(recommended: the beautiful B & W print with several mini-documentaries on the film)
John Ford’s last great film is an allegorical study and appreciation of the old West as it transitions into the new West.
Lee Marvin plays Liberty Valance (in one of his best movie roles) personifying the ‘wild West’: primitive, nasty, lawless, savage, intimidating, and uncontrollably violent. John Wayne personifies the rough, but decent and pro-law man of integrity symbolizing the old West. James Stewart personifies the educated, smarter, nonviolent, lawful new West. The conflicts between each of these three characters and ways is the core of the film.
The secondary storyline has to do with Vera Miles, a pretty, hard-working, relatively innocent pioneer woman whom Wayne and Stewart are in conflict for.
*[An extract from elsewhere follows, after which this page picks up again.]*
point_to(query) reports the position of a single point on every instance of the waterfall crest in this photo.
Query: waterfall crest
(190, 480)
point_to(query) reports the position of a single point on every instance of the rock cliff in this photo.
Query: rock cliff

She wants a better life, but loves the old West as borne out later, symbolically, in the film.
There is a third specific storyline that involves the town drunk newspaper editor (humorously played by Edmond O’Brien) who dares to tell the truth about Liberty Valance and supports Stewart’s state representative election. This storyline intertwines truth, justice, and the major sea-change in the West’s history.
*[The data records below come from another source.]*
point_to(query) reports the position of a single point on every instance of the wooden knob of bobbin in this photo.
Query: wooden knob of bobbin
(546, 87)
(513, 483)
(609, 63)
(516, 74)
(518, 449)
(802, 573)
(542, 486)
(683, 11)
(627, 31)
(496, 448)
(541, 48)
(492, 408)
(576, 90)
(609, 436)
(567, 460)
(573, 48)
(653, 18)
As well, there is a strong supporting cast featuring Woody Strode (as Wayne’s able assistant), Andy Devine (as the selfish, cowardly, freeloading sheriff), and Strother Martin (as the crazy, sadistic gang member of Liberty).
The film was purposely shot in black and white to keep the movie’s appearance uncheesy-looking and this fits the timelessness of the film’s statements in any case.
Spoiiers; The man who shot Liberty Valance, ironically, turns out to be different from first impressions, and there are subsequent undercurrents from that revelation extending to Vera Miles’ character and her true feelings revealed at the end of the film. And so it is ‘the other man’ who turns out to have his views changed by these late revelations.
The Man Who Shot Liberty Valance is one of the great old westerns which has volumes to speak of in truly engaging, entertaining ways. And it is also among the great films of James Stewart, John Wayne, John Ford, and Lee Marvin, which makes it even more worthwhile checking out. Two big thumbs up.